Thromboembolic events are a well-recognized major concern in IVIg therapy, and the FDA has issued a black box warning to clinicians regarding this risk (30). Thrombosis related to IVIg is believed to result from IgG aggregates that activate platelets, increase blood viscosity, and promote a hypercoagulable state (31). Risk factors include advanced age, history of thrombosis, prolonged immobility, cardiac disease, and malignancy. To prevent thromboembolic complications, clinicians should evaluate patients’ thrombotic risk factors prior to treatment, avoid rapid infusion rates, ensure adequate hydration, and consider prophylactic anticoagulation in high-risk patients (32).
This study utilized FAERS data and applied four disproportionality methods (ROR, PRR, BCPNN, and MGPS) to enhance the sensitivity and specificity of signal detection (33, 34). FAERS, as one of the largest spontaneous reporting systems globally, plays a crucial role in post-marketing safety surveillance. However, spontaneous reports are subject to inherent limitations, including underreporting, selective reporting bias, incomplete information, and duplication (35). Therefore, our findings indicate potential safety signals but do not establish definitive causal relationships. Additionally, differences in reporting practices and healthcare systems across countries may influence the generalizability of our results (36).

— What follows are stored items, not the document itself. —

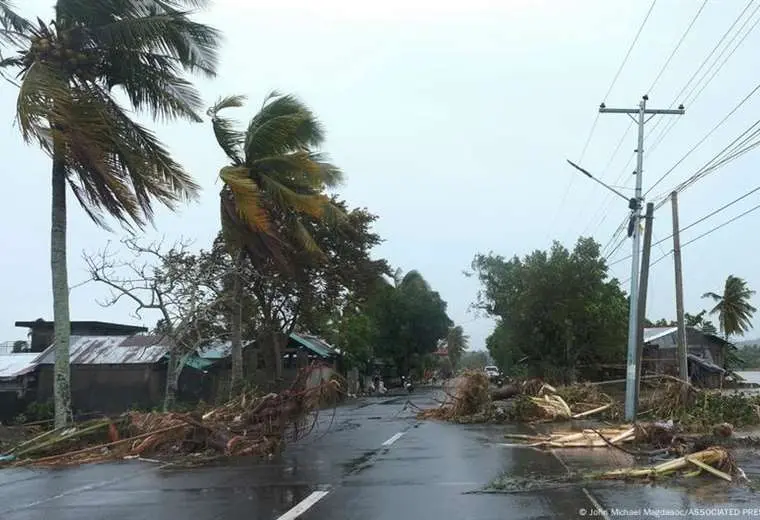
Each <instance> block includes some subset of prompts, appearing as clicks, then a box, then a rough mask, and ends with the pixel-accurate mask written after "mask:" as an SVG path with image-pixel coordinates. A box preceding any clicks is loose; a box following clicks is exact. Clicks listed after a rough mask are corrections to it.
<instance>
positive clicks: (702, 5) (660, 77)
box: [647, 0, 708, 92]
mask: <svg viewBox="0 0 760 520" xmlns="http://www.w3.org/2000/svg"><path fill="white" fill-rule="evenodd" d="M707 2H708V0H704V2H702V5H701V6H699V9H698V10H697V14H695V15H694V17H693V18H692V19H691V22H690V23H689V26H688V27H687V28H686V30H685V31H684V33H683V34H682V35H681V38H680V39H679V40H678V43H676V46H675V48H673V51H672V52H671V53H670V56H668V59H667V60H665V63H663V65H662V68H661V69H660V72H658V73H657V76H656V77H655V78H654V81H652V84H651V85H650V86H649V88H648V89H647V92H652V90H653V89H654V87H655V86H656V85H657V82H658V81H660V78H661V77H662V74H663V73H664V72H665V69H667V68H668V65H670V62H671V61H672V60H673V57H674V56H675V55H676V52H678V49H680V48H681V44H683V41H684V40H685V39H686V36H687V35H688V34H689V32H691V28H692V27H694V24H695V23H696V21H697V18H699V15H700V14H702V11H703V10H704V8H705V6H706V5H707Z"/></svg>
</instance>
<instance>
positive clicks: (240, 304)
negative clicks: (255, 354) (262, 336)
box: [230, 251, 245, 395]
mask: <svg viewBox="0 0 760 520" xmlns="http://www.w3.org/2000/svg"><path fill="white" fill-rule="evenodd" d="M244 259H245V254H244V253H243V252H242V251H241V252H239V253H238V255H237V258H236V259H235V272H234V274H233V282H232V295H231V299H232V302H231V306H230V309H231V312H232V315H231V316H230V327H231V329H232V330H231V331H230V332H231V336H232V377H231V379H232V381H231V383H230V393H231V394H233V395H234V394H235V393H237V392H238V391H239V390H240V388H241V387H242V386H243V333H242V328H243V309H242V300H243V294H242V293H243V288H242V286H243V284H242V280H241V278H242V275H241V273H240V269H241V268H242V265H243V260H244Z"/></svg>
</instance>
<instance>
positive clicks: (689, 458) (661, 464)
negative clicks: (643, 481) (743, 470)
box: [599, 446, 746, 482]
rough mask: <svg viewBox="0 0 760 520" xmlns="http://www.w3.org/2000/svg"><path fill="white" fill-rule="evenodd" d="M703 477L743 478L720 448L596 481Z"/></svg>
mask: <svg viewBox="0 0 760 520" xmlns="http://www.w3.org/2000/svg"><path fill="white" fill-rule="evenodd" d="M702 474H709V475H712V476H714V477H717V478H720V479H723V480H725V481H727V482H733V481H734V480H743V479H745V478H746V476H745V475H744V472H743V471H742V470H741V468H739V467H738V466H737V465H736V461H735V460H734V457H733V455H732V454H731V452H729V451H728V450H726V449H725V448H723V447H720V446H712V447H709V448H707V449H705V450H702V451H699V452H696V453H692V454H690V455H685V456H683V457H679V458H677V459H672V460H669V461H667V462H662V463H660V464H658V465H656V466H650V467H646V468H624V469H616V470H613V471H607V472H605V473H603V474H601V475H599V478H602V479H612V480H631V479H646V480H653V479H657V478H663V477H671V476H676V475H677V476H682V477H696V476H698V475H702Z"/></svg>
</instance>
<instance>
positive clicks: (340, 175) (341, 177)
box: [248, 150, 343, 191]
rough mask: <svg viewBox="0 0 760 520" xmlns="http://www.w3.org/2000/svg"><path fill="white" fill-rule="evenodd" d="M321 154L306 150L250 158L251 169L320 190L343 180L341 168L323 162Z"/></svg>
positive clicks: (294, 182) (336, 166)
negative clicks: (263, 156) (266, 156)
mask: <svg viewBox="0 0 760 520" xmlns="http://www.w3.org/2000/svg"><path fill="white" fill-rule="evenodd" d="M323 159H324V156H323V154H320V153H315V152H310V151H306V150H297V151H294V152H289V153H283V154H279V155H274V156H268V157H261V158H257V159H253V160H250V159H249V163H248V164H249V166H250V167H251V169H252V170H255V171H261V172H264V173H266V174H267V175H270V176H273V177H275V178H277V179H278V180H280V181H281V182H285V183H288V184H290V183H293V184H296V185H298V186H302V187H304V188H306V189H308V188H311V189H314V190H317V191H321V190H322V189H324V188H325V187H327V188H331V187H335V186H337V185H339V184H340V183H341V182H342V181H343V173H342V172H341V170H340V169H339V168H338V167H337V166H335V165H333V164H330V163H328V162H325V161H324V160H323Z"/></svg>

This study had several limitations. First, FAERS is a voluntary reporting system that depends on healthcare professionals, patients, and pharmaceutical manufacturers, which may introduce selection bias, including under-reporting, duplicate entries, and incomplete data. Although duplicate records were removed in accordance with FDA guidelines, some missing or inconsistent information may persist. Second, FAERS lacks critical details of IVIg therapy, such as infusion rate, blood type matching, and anti-A/B isoagglutinin titers, which are important confounding variables closely linked to severe adverse reactions such as hemolytic anemia. Third, the database does not capture information on IVIg treatment cycles, dosing intervals, or prior exposure, which are essential factors that may influence the occurrence of adverse events. Additionally, notable regional bias exists, as the majority of reports originate from the United States; this may limit the applicability of our findings to populations with different ethnic, genetic, and disease backgrounds. Variations in clinical practice patterns, reporting habits, and regulatory requirements across regions may also influence the completeness and representativeness of AE reporting. These inherent limitations highlight the need for large-scale prospective cohort studies and randomized controlled trials to validate the safety signals identified in this study and to provide stronger evidence for the individualized and safe use of IVIg.
Conclusion
Using FAERS data from Q1 of 2004 to Q4 of 2024, we performed large-scale, multi-index disproportionality analyses to systematically map the overall distribution, signal strength, and temporal evolution of IVIg-related AEs. The results indicate that the common adverse reactions of IVIg are consistent with those reported in previous clinical trials and package inserts (predominantly headache, fever, chills, and skin reactions). Importantly, our analysis provided further evidence that hemolytic anemia and aseptic meningitis are rare but clinically significant adverse reactions to IVIg. In addition, previously recognized risks such as thromboembolic events and acute kidney injury remain important clinical considerations during IVIg therapy. These findings enhance our understanding of the potential safety risks associated with IVIg and provide evidence-based guidance for clinicians in pre-treatment risk assessment, infusion protocol selection, and risk management.